Etsy—a craft marketplace and butt of jokes about DIY or men emasculated by women who like to play the ukelele and crochet—has wobbled since going public. It’s worth looking at the financials anyway. In 2014, the company made $195.6 million in sales; in 2015, it made $273.5 million, or 40 percent more in sales than the year before; in 2016, it made $365 million, or another 33 percent rise in sales. Note that these sales rose in the same two years when the company’s been battling Amazon’s Handmade at Amazon. How many other Amazon competitors have clocked chunky double-digit sales gains while also fending off the mega-giant? And now that Etsy CEO Josh Silverman has shaken up the company in a reorganization, the financials are looking tighter and the company may be headed for a turnaround.
And Stitch Fix is headed for an IPO, meaning the company is about to offer stock for public trade. The numbers are very good for a business with essentially this M.O., “We put some clothes in a box for you, you decide whether or not to buy them.” Try $977 million in revenue in its most recent fiscal year and a remarkably low amount of funding owed to outside investors—for a company valued at $3 billion, the fact that they took less than $50 million in funding is a big deal.
So what? None of these companies receive the type of press, as many other tech startups get, that proclaims: “This is changing the world!” They get office-makeover profiles.
Part of it may be cultural bias—Tech Crunch once dismissed Pinterest as “a colorful haven for Midwestern mothers and Mormons,” which certainly lacks the vigorous bro-locity of “disruption” or “moving-fast-and-breaking-things.” Stitch Fix was designed to appeal to that least-sexy of all Americans: the time-crunched, price-conscious woman. (It has since begun aiming for a wealthier target, perhaps because MM LaFleur pushed price points north, with some success.)
Granted, none of these companies are doing Facebook-style financials yet. But they’re not losing money at an Uber-like pace—and the hows and whys of what they are doing goes largely ignored.
Who cares? People who want to make money do. The track record of venture capitalists funding businesses founded by women or aimed at women is really, amazingly, overtly bad. It probably doesn’t help that 94 percent of investors at these firms are male, and tend not to understand the market demand.
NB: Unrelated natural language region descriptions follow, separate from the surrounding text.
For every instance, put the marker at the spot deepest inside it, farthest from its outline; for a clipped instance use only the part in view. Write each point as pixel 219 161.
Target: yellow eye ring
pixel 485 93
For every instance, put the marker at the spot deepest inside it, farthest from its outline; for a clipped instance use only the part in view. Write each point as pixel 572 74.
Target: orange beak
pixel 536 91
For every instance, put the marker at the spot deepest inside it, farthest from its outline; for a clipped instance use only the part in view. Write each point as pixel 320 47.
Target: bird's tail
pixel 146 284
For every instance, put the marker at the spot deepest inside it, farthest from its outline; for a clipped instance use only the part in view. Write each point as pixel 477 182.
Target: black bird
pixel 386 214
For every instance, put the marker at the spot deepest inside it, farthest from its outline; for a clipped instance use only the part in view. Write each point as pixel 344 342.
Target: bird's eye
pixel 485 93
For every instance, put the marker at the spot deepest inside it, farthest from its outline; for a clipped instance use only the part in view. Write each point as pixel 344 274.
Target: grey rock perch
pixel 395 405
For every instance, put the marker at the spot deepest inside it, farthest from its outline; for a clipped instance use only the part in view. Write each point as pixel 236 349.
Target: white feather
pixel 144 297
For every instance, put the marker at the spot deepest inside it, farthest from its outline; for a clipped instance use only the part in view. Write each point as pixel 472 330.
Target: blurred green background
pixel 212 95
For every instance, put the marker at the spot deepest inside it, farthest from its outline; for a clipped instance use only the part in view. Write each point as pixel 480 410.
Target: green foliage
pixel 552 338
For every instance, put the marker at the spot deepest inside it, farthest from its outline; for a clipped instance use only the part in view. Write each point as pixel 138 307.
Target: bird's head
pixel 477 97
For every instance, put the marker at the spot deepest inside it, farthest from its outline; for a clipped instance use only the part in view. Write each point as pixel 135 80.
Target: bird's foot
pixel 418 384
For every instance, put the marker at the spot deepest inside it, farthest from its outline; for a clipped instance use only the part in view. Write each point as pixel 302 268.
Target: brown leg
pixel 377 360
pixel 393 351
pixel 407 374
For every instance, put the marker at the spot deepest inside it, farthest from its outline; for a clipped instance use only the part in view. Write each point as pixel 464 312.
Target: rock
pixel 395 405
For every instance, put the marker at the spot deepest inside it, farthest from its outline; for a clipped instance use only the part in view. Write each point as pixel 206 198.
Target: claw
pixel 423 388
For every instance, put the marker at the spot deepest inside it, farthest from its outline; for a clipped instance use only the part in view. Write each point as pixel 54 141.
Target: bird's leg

What they end up missing is the fact that Stitch Fix is effectively a data science company; the retail service offered to customers is an excellent way to gather a rich pool of data which can then be streamed into everything from logistics management to trend forecasting to demographic profiling. Pinterest is effectively a visual search company, and the tools to accurately search, label, sort and analyze sets of visual data don’t just work for selling cute coasters. They can be used in everything from medical imaging to surveillance work to genetic analysis to inventory management. Etsy developed a sustainable model for small-scale, geographically independent e-commerce where there is little to no physical overhead required for inventory, and scant logistical considerations compared to a multichannel retailer. Forget the ex-Googlers who wanted to reinvent bodegas in your living room; Etsy did the exact opposite by giving local artisans a means to build a global customer base.
But again—ask the average person about Pinterest, Etsy or Stitch Fix and you don’t hear, “Good lord, they’re building out a sophisticated suite of data discovery tools!” You get comments about the so-extra birthday party someone went to for a six-year-old or how Stitch Fix is a great wardrobe refresher.
And that’s the overlooked genius of these companies. They’ve managed to become part of our cultural landscape, while their transformative tick quietly ticks on, making money for the handful of people who have been paying attention.